Das Document Center untersteht bis heute — das wissen wir — dem amerikanischen Außenministerium und wurde — ich rufe dies in Erinnerung — 1947 in einer ehemaligen Abhörzentrale der Gestapo in Berlin-Zehlendorf eingerichtet. Es enthält — es ist wichtig, auch dies immer wieder zu sagen, weil man daran erkennen kann, wie hochinteressant und brisant dieses Material in der Tat ist — rund 30 Millionen Akten aus dem Dritten Reich, darunter etwa 60% der Personalakten der SS und der Waffen-SS. Dies allein sind schon insgesamt 600 000 Stück.
Den größten Teil der Unterlagen macht mit 10, 7 Millionen Akten die fast komplette Mitgliederkartei der NSDAP aus, die bei Kriegsende von amerikanischen Truppen in einer Papiermühle bei München gefunden wurde.

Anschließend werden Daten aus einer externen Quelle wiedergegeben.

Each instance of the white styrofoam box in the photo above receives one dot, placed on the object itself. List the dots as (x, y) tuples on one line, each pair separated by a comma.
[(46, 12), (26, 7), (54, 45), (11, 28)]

Außerdem gibt es zahlreiche andere Akten über NS-Organisationen, die hier bereits angesprochen wurden. Ich möchte sie wegen der Kürze der Zeit nicht alle noch einmal aufführen.
Unsere Zustimmung zur Übernahme hat nicht nur damit etwas zu tun, daß im Februar dieses Jahres die ungeheuerliche Tatsache bekannt wurde, daß etwa 80 000 Akten aus dem Dokument Center verschwunden sind. Unsere Zustimmung zur Übernahme hängt auch damit zusammen, daß durch das am 6. Januar 1988 in Kraft getretene Bundesarchivgesetz die gesetzlichen Voraussetzungen zur Archivierung und Benutzung von Archivgut geschaffen wurden.
Frühere Verhandlungen zur Übernahme sind an allem möglichen gescheitert — das wissen wir —, aber nach meiner Information nicht zuletzt auch daran, daß die Amerikaner darauf bestanden und bestehen, alle Unterlagen auf Mikrofilme zu übertragen und dieses Unterfangen erst abschließen wollen. Es ist nicht abgeschlossen, und ich möchte hier an dieser Stelle sagen, daß die Bundesrepublik den USA bei einer Übernahme zusichern muß, daß sie auch unter deutscher Verwaltung des Archivguts die weitere Übernahme auf Mikrofilme durchführen können. Das Archiv wäre in der Verwaltung des Bundesarchivs endlich in adäquaten Händen. Die Akten sind nach dem jetzigen Stand nicht durchnumeriert. Jüngere Materialien werden ungekennzeichnet zu älteren dazugegeben. Wir versprechen uns von den Grundsätzen des Bundesarchivs und seiner Verwaltung sowie des Bundesarchivgesetzes hier doch auch eine wesentliche Ver-
besserung der äußeren Bedingungen, auch der Benutzungsbedingungen dieses Archivs.
Eine geordnete und übersichtliche Verwaltung
— davon bin ich überzeugt — würde auch dem skandalösen Verschwinden von Akten Einhalt gebieten, und es könnte nach meiner Ansicht so etwas nicht mehr vorkommen.